Media Tipsheet – Bear Encounters

Note to Editors: The following is a media tips that includes an expert and resources at Colorado State University. The contact information for Bill Andelt is intended to provide resources to reporters and editors and is not intended as contact information for the public. The Web site listed at the end of the article may be helpful to your audience.

Bill Andelt, Colorado State University Cooperative Extension wildlife specialist, is a wildlife behavior expert. He can discuss bear behavior and what people can do when attacked by bears, as well as what they can do to prevent bear attacks. To speak with Andelt, call Dell Rae Moellenberg at 970-491-6009 or e-mail

Below are some tips prepared by Andelt for bear encounters:

  • Black bears generally avoid human contact, so wearing a bell is suggested when hiking to let the bear know you’re in the area.
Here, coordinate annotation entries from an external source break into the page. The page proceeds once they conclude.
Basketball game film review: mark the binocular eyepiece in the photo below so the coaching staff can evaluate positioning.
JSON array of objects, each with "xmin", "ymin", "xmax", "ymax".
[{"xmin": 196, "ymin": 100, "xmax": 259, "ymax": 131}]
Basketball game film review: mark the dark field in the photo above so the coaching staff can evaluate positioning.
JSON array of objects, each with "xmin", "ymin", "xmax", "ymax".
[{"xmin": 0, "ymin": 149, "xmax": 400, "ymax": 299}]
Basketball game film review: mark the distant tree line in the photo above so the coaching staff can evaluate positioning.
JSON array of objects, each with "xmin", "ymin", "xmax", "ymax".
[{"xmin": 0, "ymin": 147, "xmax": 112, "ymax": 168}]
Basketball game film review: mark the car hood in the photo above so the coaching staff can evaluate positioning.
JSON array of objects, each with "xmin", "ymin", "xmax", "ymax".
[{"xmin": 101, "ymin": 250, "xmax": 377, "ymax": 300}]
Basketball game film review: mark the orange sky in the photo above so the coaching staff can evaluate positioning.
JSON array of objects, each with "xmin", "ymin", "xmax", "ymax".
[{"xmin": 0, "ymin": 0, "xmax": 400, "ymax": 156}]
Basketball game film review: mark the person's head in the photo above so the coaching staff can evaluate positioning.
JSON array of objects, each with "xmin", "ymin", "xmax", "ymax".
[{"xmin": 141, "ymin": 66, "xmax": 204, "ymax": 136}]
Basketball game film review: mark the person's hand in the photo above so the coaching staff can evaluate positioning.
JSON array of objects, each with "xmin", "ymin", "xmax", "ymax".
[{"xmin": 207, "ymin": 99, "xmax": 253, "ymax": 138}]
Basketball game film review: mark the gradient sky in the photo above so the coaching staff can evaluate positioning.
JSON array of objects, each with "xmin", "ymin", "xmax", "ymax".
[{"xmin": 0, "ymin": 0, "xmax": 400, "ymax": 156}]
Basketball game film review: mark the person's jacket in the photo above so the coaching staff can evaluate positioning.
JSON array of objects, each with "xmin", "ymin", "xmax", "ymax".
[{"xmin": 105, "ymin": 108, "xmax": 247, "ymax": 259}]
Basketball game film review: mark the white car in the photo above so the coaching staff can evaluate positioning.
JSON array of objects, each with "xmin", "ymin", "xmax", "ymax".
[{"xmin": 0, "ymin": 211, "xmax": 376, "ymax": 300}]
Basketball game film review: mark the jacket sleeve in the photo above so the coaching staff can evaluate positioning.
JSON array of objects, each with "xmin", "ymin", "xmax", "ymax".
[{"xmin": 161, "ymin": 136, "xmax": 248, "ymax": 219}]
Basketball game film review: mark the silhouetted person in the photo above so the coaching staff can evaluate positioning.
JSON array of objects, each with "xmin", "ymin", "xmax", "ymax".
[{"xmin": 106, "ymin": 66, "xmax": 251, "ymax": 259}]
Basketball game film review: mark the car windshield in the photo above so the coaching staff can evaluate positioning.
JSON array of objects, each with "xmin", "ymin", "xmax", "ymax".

The main problem occurs when someone gets between a sow and her cub. The mother bear can become aggressive.
  • When encountering a bear, stand still and look as big as possible – if wearing a coat, open it up.
  • If hiking with more than one person, group together. Don’t look directly at the bear and back away slowly.
  • Never run or try to climb a tree, as bears are excellent climbers.
  • If the bear should attack, fight back as vigorously as possible.
  • Research indicates that pepper-spray bear repellents are effective for deterring an attack. Individuals need to make sure they stand upwind from where it’s sprayed because it will have the same effect on them as the bear.
  • Campers should carry bear-proof packs and suspend food from the branch of a tree at least 10 feet high and 4 feet from the tree trunk.
  • Campers should sleep a distance away from where food is cooked and kept. Campsites need to be as clean as possible and garbage kept in bear-proof containers or suspended with the food. Soap and hygiene products should be placed out of reach as well.
  • When hiking in the mountains, individuals are encouraged to avoid dawn or dusk because chances of meeting a bear are increased during those times. Always make sure that children hike with an adult, and leave dogs at home if possible.
  • If you have a potentially life-threatening situation with a black bear or if an injury occurs, contact the Colorado Division of Wildlife.
  • Bears encounter survival difficulties during drought years and, while some people may think that feeding them will help ensure their existence, the opposite is true. The bear will begin to identify their food source as coming from humans. If the bear has more than one human encounter, it will be destroyed.
  • Property owners who fail to remove trash, food or other bear attractants are subject to a $68 fine by Colorado Division of Wildlife.

For mountain and Front Range residents:

  • Pet food needs to be kept inside.
  • Garbage cans should be bear proof, emptied often and occasionally cleaned out with bleach and water.
  • Barbeque grills need to be cleaned often and stored in a garage if possible.
  • Hummingbird and other bird feeders should be kept well away from the house and brought inside in the evening.